Les photos de rivières charriant des dizaines de milliers de poissons morts dès les années 1970 n’ont pas modifié le cours du « progrès », bien au contraire. Supportant les avatars du discours de la science, c’est comme si les humains attendaient la découverte uniquement bénéfique qui ne les décevrait pas. A l’instar du charbon « inoffensif » pour les mineurs, du nucléaire « propre» ou de « l’innocuité » de l’amiante, Rudolph Boehm, dans Critique des fondements de l’époque, se demande si nous ne sommes pas les jouets d’un jeu inhumain bien plus que les joueurs et si ce jeu ne leur fait pas perdre tout contact avec la réalité. Nombre de médecins et de scientifiques anticipent les effets néfastes des ondes millimétriques de la 5G, de l’association des fréquences et de la multiplication des antennes surpuissantes sur la santé, évoquant "un risque de cancer, de stress cellulaire, d'augmentation des radicaux libres nocifs, de dommage génétique et du système reproducteur, de déficits d'apprentissage et de mémoire, de troubles neurologiques". Mais pas prouvé, pas pris. Les décideurs expérimentent donc sans tenir compte des alertes puis ils généralisent et en cas de problème, ils récusent. Scénario désormais banalement tragique.

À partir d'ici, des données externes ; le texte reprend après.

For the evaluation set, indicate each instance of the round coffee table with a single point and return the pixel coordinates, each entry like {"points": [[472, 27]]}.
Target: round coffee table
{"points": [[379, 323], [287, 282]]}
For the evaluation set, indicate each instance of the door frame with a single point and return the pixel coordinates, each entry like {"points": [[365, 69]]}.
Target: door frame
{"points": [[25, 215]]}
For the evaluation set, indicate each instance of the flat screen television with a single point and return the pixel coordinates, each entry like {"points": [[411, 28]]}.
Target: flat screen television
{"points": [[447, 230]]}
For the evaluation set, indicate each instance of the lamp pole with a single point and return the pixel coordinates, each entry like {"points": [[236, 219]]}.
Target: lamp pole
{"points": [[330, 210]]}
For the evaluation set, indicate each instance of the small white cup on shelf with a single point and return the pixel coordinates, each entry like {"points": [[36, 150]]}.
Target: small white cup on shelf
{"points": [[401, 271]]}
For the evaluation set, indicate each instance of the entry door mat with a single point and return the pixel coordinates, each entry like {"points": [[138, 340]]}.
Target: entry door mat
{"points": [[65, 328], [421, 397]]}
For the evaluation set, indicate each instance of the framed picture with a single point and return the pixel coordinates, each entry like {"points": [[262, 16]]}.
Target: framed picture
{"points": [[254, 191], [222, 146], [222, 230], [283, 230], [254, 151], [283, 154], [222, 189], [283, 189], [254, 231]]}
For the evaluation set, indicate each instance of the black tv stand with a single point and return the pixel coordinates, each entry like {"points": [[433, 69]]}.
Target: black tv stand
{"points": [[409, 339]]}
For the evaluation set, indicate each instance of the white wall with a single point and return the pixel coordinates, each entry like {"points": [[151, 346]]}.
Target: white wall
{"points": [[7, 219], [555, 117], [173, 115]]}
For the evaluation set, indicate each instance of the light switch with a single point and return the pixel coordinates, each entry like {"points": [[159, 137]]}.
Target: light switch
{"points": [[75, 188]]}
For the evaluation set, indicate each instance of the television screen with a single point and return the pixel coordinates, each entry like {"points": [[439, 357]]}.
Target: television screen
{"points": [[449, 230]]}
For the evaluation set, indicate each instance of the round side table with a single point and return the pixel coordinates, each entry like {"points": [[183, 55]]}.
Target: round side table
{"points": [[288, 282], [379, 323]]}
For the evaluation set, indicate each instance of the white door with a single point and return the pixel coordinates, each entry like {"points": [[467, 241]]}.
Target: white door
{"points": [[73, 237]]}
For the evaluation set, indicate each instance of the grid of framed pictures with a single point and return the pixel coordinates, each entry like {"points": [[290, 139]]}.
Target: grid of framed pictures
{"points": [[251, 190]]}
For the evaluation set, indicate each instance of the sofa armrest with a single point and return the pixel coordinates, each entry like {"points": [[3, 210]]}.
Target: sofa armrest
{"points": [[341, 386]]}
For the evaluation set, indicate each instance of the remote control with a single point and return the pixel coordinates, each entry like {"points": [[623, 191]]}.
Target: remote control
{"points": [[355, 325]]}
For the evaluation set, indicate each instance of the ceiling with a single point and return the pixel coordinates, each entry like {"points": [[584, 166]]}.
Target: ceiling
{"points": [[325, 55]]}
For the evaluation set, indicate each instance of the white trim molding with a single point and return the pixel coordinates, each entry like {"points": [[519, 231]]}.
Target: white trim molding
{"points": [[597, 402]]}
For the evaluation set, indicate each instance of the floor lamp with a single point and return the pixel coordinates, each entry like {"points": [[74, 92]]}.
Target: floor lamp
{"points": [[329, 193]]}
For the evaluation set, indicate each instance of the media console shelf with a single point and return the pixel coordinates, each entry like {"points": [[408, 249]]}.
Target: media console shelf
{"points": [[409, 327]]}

Mues par l’exigence formelle de modernité et sans nécessité autre que de sacrifier au mythe de la croissance et du profit dans un monde fini, les innovations tous azimuts complexifient toujours davantage des systèmes de plus en plus fragiles nécessitant de plus en plus de cahiers des charges et de parades techniques pour en atténuer les risques, accroissant l’angoisse des populations. De telles pratiques ne sauraient concourir au bien commun. C’est ce que Christian Fierens appelle « le ronronnement d’un discours dégénéré ».